Los familiares de los tripulantes del Alakrana guardaron silencio y evitaron hacer declaraciones tras entrevistarse durante dos horas, en La Moncloa, con el presidente del Gobierno, José Luis Rodríguez Zapatero. La reunión, a la que asistió un representante de cada secuestrado, contó con la presencia de la ministra de Medio Marino, Elena Espinosa. Con el encuentro el Gobierno quiso tranquilizar a los familiares, explicarles la situación del buque e insistir en que el Ejecutivo está haciendo todo lo posible para liberar a sus 36 tripulantes, de los que 16 son españoles.

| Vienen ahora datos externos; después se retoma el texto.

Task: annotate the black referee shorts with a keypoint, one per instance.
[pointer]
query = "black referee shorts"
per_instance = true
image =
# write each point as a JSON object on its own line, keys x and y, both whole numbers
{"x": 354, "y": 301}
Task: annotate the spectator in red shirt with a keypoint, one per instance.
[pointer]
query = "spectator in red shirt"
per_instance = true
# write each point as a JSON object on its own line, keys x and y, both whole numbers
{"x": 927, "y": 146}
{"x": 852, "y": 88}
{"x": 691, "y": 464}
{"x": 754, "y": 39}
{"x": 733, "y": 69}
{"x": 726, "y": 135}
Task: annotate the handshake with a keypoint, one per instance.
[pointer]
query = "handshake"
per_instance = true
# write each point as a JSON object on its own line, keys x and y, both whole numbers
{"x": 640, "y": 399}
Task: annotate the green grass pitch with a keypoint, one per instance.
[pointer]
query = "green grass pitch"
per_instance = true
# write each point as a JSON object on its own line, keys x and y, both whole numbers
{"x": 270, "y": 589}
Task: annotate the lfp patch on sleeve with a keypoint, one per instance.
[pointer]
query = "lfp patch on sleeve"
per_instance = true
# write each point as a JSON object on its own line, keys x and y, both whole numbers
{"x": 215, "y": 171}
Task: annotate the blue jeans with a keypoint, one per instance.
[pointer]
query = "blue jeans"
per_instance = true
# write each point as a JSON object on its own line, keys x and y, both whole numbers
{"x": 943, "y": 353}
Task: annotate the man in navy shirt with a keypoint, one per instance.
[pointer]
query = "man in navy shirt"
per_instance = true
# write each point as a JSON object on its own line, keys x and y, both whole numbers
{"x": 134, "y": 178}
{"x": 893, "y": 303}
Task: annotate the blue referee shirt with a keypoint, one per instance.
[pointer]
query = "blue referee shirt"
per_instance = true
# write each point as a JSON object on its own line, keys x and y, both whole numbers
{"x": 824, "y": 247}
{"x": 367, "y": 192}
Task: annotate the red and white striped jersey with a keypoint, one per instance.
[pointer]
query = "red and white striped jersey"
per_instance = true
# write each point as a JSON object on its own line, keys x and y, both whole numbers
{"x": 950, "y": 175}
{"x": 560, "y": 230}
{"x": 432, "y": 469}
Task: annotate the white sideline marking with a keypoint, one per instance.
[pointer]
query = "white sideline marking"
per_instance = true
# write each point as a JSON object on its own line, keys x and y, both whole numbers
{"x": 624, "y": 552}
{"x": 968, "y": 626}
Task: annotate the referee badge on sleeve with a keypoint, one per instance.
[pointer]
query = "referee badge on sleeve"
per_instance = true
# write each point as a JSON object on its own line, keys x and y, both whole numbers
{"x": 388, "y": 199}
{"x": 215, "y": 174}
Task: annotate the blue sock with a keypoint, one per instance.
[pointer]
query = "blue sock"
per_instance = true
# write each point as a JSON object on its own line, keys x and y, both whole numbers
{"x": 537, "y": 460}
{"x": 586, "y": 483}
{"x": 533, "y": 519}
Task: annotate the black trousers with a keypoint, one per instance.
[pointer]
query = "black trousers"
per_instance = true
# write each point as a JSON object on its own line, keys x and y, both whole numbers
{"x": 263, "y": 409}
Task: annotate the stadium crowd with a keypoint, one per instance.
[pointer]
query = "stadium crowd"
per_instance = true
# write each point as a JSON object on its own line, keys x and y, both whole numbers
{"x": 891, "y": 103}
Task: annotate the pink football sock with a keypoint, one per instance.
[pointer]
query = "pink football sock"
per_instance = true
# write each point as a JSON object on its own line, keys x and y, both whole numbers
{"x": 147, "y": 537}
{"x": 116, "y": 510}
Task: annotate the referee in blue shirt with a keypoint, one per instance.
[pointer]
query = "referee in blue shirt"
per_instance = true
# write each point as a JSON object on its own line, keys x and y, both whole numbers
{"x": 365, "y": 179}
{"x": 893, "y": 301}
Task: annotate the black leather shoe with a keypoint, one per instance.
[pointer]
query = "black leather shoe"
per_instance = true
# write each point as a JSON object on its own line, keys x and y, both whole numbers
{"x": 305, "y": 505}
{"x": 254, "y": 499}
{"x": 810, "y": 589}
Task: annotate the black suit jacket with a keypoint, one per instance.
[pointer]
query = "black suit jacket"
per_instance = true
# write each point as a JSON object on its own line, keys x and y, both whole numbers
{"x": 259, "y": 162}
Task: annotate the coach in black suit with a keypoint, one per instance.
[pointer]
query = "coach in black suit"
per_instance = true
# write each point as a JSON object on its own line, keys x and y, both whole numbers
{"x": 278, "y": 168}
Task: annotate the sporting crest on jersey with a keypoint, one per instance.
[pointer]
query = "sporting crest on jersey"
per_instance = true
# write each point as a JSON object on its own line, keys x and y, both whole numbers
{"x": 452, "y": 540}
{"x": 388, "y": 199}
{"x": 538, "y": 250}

Los familiares llegaron a La Moncloa en dos autobuses y tanto a la entrada como a la salida evitaron hacer declaraciones. Los primeros en abandonar las dependencias fueron los familiares gallegos y, cinco minutos después, le siguió el autobús en el que viajaban el resto. Ayer por la mañana las familias se entrevistaron también durante más de media hora, con el presidente de la Audiencia Nacional, Ángel Juanes. Allí tampoco quisieron hacer declaraciones por considerar, según indicó Cristina Blach, hija del patrón del barco, y Argi Galbarriatu, hermana del capitán, que el actual es "un momento muy delicado" para la resolución del conflicto.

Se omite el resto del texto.